Я снова вернулся в комнату. Теперь за окном уже ничего не раздавалось, и даже вони было как будто не столько. Я пододвинул стул, сел и задрал ноги на подоконник — поза, к которой я за последнее время привык. Я закурил.
Ломаной чертой горизонт городского пейзажа пульсировал на краю земли, и в красном трагическом закате черный ангел на куполе церкви нес перед собой пустые руки — в них не было креста. На фоне огненных перьев черный ангел, воздевший пустые руки. Зачем?
«Это справедливо, — подумал я, — справедливо. В благоустроенном обществе Вера уже ни к чему».
Я не стал развивать эту мысль, если это мысль. Я подумал о телефонных звонках, которые могли что-нибудь означать, а могли и не значить ничего, но в моем положении, а более в моем состоянии... Что за манера, молчать в трубку? Для чего? Может быть, проверка? Кто-то проверяет, дома ли я или где-нибудь в другом месте.
А может быть, я здесь вообще не при чем? В час, когда раскаляются крыши и под ногами плавится асфальт, и яркий шелк сбегает и переливается на зыбких округлостях: там — ничего. Посмотришь — увидишь загорелые ноги, обнаженные до бедер, загорелые руки, обнаженные до плеч... посмотришь и подумаешь: она была на Юге. Подумаешь — и сейчас же забудешь. Кажется, там все время что-то мелькало впереди и двоилось и расплывалось перед глазами. Так что, может быть, дело не во мне?

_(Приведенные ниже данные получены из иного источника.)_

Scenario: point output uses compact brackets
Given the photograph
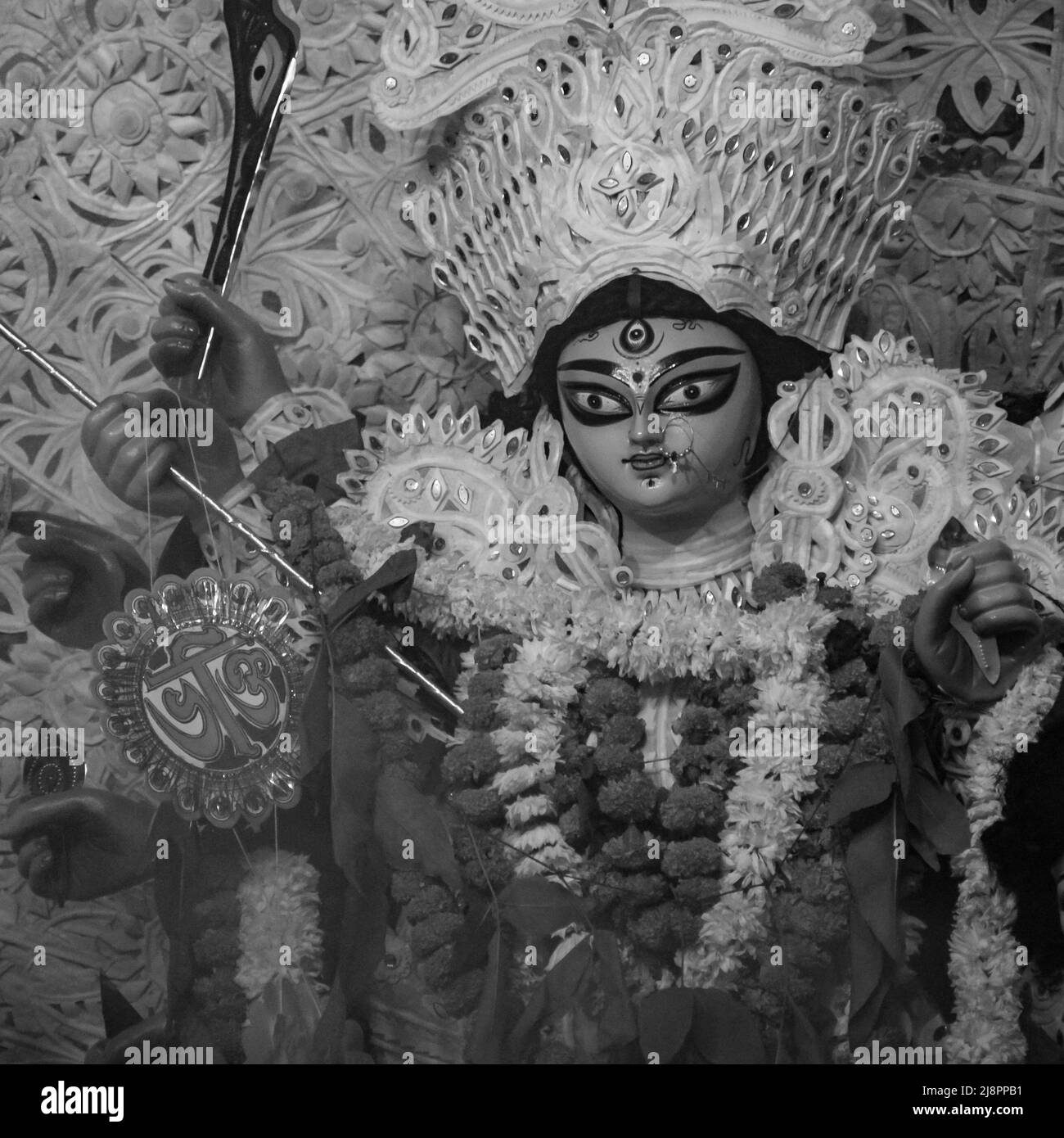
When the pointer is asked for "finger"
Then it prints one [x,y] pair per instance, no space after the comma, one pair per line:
[206,304]
[46,589]
[981,601]
[932,621]
[174,358]
[133,460]
[38,575]
[44,875]
[151,484]
[102,418]
[29,851]
[1008,619]
[38,815]
[981,552]
[175,327]
[997,572]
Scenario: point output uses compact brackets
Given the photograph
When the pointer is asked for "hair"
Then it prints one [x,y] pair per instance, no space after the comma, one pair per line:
[1029,839]
[778,358]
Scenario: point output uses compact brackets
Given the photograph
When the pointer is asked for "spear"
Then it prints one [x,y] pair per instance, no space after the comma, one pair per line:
[263,46]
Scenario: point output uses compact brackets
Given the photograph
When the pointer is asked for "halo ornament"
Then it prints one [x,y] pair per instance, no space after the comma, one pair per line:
[203,682]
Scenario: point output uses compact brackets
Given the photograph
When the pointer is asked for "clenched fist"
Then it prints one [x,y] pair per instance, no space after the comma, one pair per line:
[74,576]
[989,592]
[133,463]
[81,843]
[244,370]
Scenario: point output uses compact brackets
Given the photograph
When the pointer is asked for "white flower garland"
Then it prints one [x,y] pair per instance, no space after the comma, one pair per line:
[279,908]
[642,635]
[672,635]
[983,963]
[537,689]
[784,645]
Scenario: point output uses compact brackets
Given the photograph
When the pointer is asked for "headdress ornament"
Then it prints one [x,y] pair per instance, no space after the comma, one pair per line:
[604,143]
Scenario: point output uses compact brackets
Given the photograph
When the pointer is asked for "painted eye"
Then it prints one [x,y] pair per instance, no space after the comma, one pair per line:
[599,403]
[688,394]
[697,393]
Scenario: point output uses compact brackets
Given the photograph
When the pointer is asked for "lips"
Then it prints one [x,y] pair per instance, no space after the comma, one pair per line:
[652,461]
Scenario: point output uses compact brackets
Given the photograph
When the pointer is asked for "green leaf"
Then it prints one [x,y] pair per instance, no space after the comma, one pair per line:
[938,814]
[665,1022]
[901,708]
[312,457]
[859,787]
[617,1024]
[485,1044]
[119,1013]
[868,983]
[404,815]
[724,1032]
[536,907]
[528,1021]
[567,981]
[872,872]
[808,1050]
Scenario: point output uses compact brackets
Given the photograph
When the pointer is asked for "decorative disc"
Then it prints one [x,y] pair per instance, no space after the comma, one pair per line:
[204,684]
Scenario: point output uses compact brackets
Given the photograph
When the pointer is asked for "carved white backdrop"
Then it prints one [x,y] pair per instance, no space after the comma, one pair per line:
[93,219]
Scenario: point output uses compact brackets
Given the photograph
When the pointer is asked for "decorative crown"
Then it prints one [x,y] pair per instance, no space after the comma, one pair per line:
[873,464]
[612,147]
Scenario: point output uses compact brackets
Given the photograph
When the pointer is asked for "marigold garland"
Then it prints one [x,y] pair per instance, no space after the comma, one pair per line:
[983,954]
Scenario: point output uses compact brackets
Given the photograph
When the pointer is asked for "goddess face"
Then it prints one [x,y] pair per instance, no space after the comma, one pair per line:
[662,414]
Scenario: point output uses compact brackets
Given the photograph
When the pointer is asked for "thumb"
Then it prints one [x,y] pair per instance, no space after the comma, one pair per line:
[40,815]
[933,619]
[207,305]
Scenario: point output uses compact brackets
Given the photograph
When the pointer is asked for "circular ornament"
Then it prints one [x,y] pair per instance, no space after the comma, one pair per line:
[203,682]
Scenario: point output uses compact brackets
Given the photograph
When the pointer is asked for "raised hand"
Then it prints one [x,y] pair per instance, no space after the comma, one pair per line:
[242,371]
[74,576]
[81,843]
[134,467]
[987,589]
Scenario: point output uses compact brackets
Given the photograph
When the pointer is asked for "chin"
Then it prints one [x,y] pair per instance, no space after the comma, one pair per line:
[660,495]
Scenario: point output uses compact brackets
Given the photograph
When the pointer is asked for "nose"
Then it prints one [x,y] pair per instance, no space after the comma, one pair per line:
[646,428]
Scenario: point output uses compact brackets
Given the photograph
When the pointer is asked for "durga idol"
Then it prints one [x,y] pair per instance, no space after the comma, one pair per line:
[610,852]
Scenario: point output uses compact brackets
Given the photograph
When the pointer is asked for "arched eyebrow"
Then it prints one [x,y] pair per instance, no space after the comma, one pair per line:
[670,362]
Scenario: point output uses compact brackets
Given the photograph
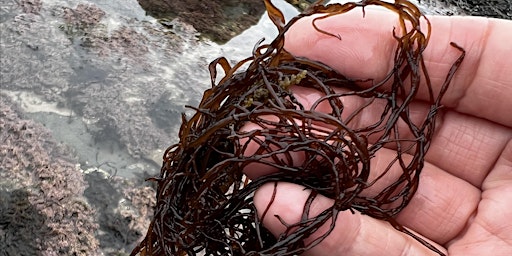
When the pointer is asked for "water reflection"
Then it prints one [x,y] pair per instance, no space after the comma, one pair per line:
[107,79]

«Не ломай над этим голову, — сказал я себе. — Просто где-то испорчен автомат. Это мог быть, доктор или Прокофьев, мало ли кто? Не надо, — сказал я себе, — не лукавь. Ты отлично знаешь, что ждешь звонка, жизненно важного для тебя звонка. Не знаешь, от кого, но ждешь. Разве не так?»
Киднэппинг. Во имя чего совершается киднэппинг? Обычно человека похищают с целью получить за него выкуп. Или для того, чтобы шантажировать его близких. Или для того, чтобы к чему-то вынудить его самого. Или если он что-нибудь знает. Но если она что-то знала, то был ли смысл ее похищать? Не проще ли было бы ее убить? Что, если она мертва?
И от этой мысли я перестал чувствовать жару.